So I’ve sank my nose into code for a few days. Time to recap …



The Journey/Trip

My goal was to understand what kind of infrastructure/processes are behind project I2P and its development. Curious as I often am I got into a lot of details, so this was mostly not very straight-forward …

First step, getting the source

I started by reading what the project provides as guides on the web-pages. Finding something on those pages isn’t hard, they are full of useful information. The structure/navigation is something that isn’t/wasn’t very intuitive for me, though. Lot’s of goodies hidden in the depths there, that kind of impression.

Anyway, the project has two main repositories:

  • i2p.i2p - the java router with all that is part of that
  • i2p.www - the project’s web-site and documentation

Next thing then was, that getting the code (if wanting to stay within I2P and anonymous in the process), isn’t necessarily as easy as running a “git-clone”. It’s possible, that it succeeds and I’ve done it successfully (it then took about an hour per repository), but on my next attempt I was restarting git again and again for several days without having success in the end.

In short: Need a ssh tunnel set up in the router. git clone will restart from scratch if the connection is interrupted. And I2P connections can become interrupted. There is tricks like using –depth 1 to only get a small part and then in a further step get more using the option –unshallow.

When I tried that to help the situation with the i2p.www repository, it didn’t seem to be of much help. Cloning with –depth worked fine, but the –unshallow invocation was interrupted again and again - and didn’t seem to do any resume, but start at (its) scratch every time from what I could see.

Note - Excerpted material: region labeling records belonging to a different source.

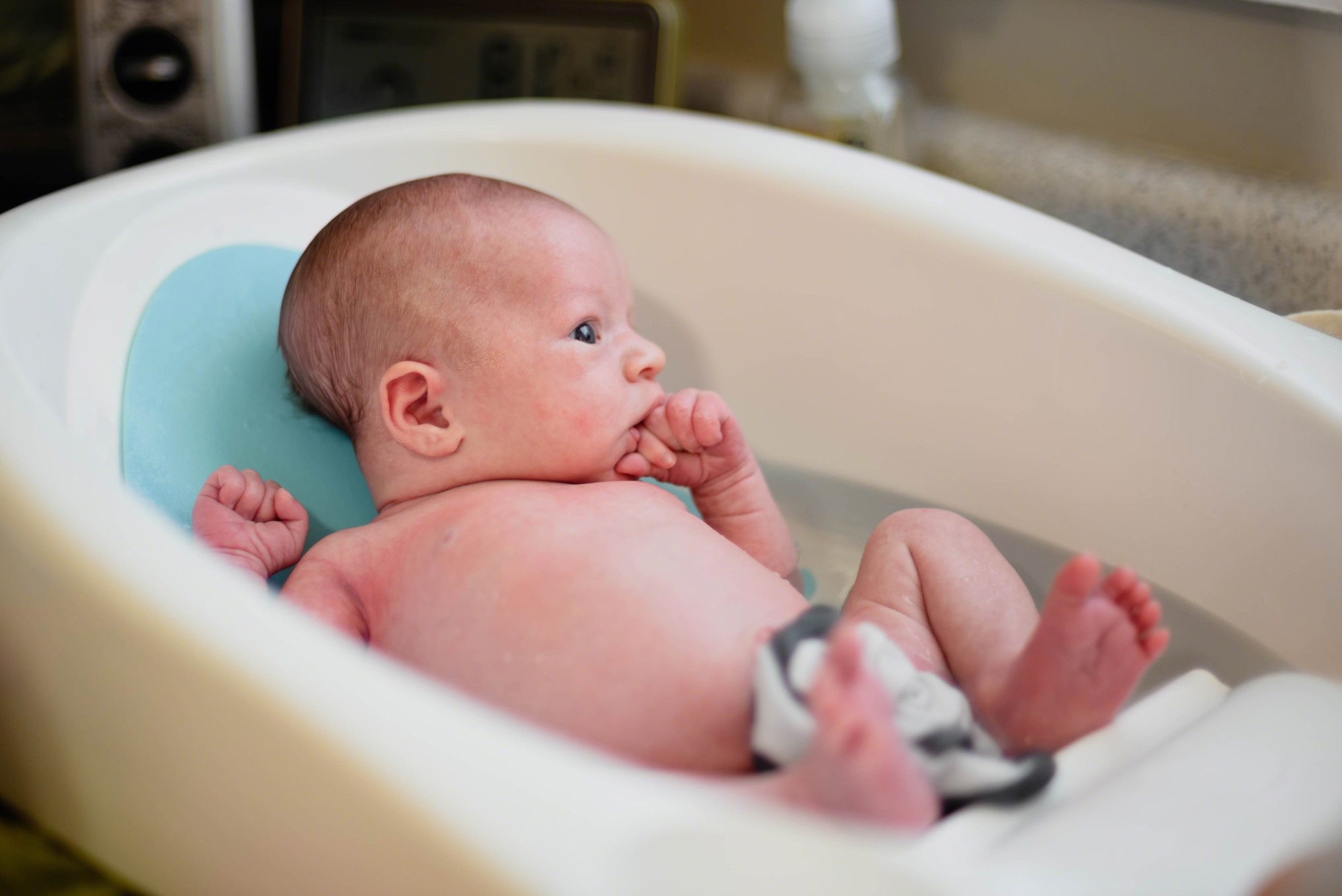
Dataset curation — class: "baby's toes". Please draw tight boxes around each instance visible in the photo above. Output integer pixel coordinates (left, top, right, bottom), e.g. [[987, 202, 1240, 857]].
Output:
[[1099, 566, 1140, 607]]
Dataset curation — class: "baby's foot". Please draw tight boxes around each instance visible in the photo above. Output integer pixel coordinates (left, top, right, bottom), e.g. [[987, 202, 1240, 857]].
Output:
[[985, 554, 1170, 753], [781, 626, 941, 827]]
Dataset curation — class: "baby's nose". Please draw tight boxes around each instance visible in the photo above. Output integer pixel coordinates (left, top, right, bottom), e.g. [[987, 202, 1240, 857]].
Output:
[[624, 337, 667, 383]]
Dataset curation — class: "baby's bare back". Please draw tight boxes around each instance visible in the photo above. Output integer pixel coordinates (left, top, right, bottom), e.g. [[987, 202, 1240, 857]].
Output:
[[305, 482, 805, 771]]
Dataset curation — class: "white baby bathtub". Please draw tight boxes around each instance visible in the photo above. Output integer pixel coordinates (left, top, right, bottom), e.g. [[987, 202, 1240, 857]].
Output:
[[0, 103, 1342, 895]]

So that gave me plenty of time to read about the alternative way using git bundles …

git-bundles

A git bundle is a one-file archive containing a git repository. Sounds awesome, and seems to be awesome. They are rather easy to create, but depending on the repositories structure can be tricky to use then. The use case for this here is to provide such a git-bundle in a way it can be downloaded as fast and reliable as possible so that users of it can get started with a repository “without hassle”.

Now creation seems easy, and also is not a problem in the sense that it can be done behind the scenes or automated. Distributing the file … well, distributing files has been attempted, so there is infrastructure in terms of torrents that is ready to use. And with the proper options using the file then is a one-liner at first (there is connecting to upstream and verifying/updating from that then).

So sound idea, I wanted to try that out just for the sake of having seen it actually. It was quite a journey to figure things out then in the end. As so often. But yes, the process can be made as simple as I just described it. It wasn’t (necessarily) quite like that at that point, though.

For i2p.i2p there was a 3-years old torrent seeded (not well-seeded though, also took an hour to download). I downloaded that and after I figured out the needed parameters it worked fine. When struggeling with the i2p.www download so hard, I couldn’t find any bundle for that, though. So I also revisited the creation of those bundles and started wondering about the creation/distribution …

Mirror, mirror …

As the creation is rather straight-forward I started thinking about automation (see project bundle-bot). Shortly afterwards idk came up with updated bundles for i2p.i2p, so helping to seed those rather than to make own ones, seems sensible. While there is no i2p.www bundle yet (to my knowledge), I will keep seeding the version I created there. But generally I switched focus to “how to help seeding those” to make the download experience better for those that are going to use them.

While bundles could easily be generated on an hourly schedule or whatever, seeding (distributing to seeders until those have them ready to help with downloads) rather suggests longer intervals. As to have more seeders available for a version, instead of having them in an endless loop of trying to get a new version.

idk pointed out that tags (as in git-tag) for the versions mark certain points in a stable way. Also it might be possible to generate identical bundles if using the exact same tag? This would allow to seeders to generate them on their own, instead of having to download them, maybe. Maybe not, as from what I tried they have different checksums - no matter how I tried to make them “the same”.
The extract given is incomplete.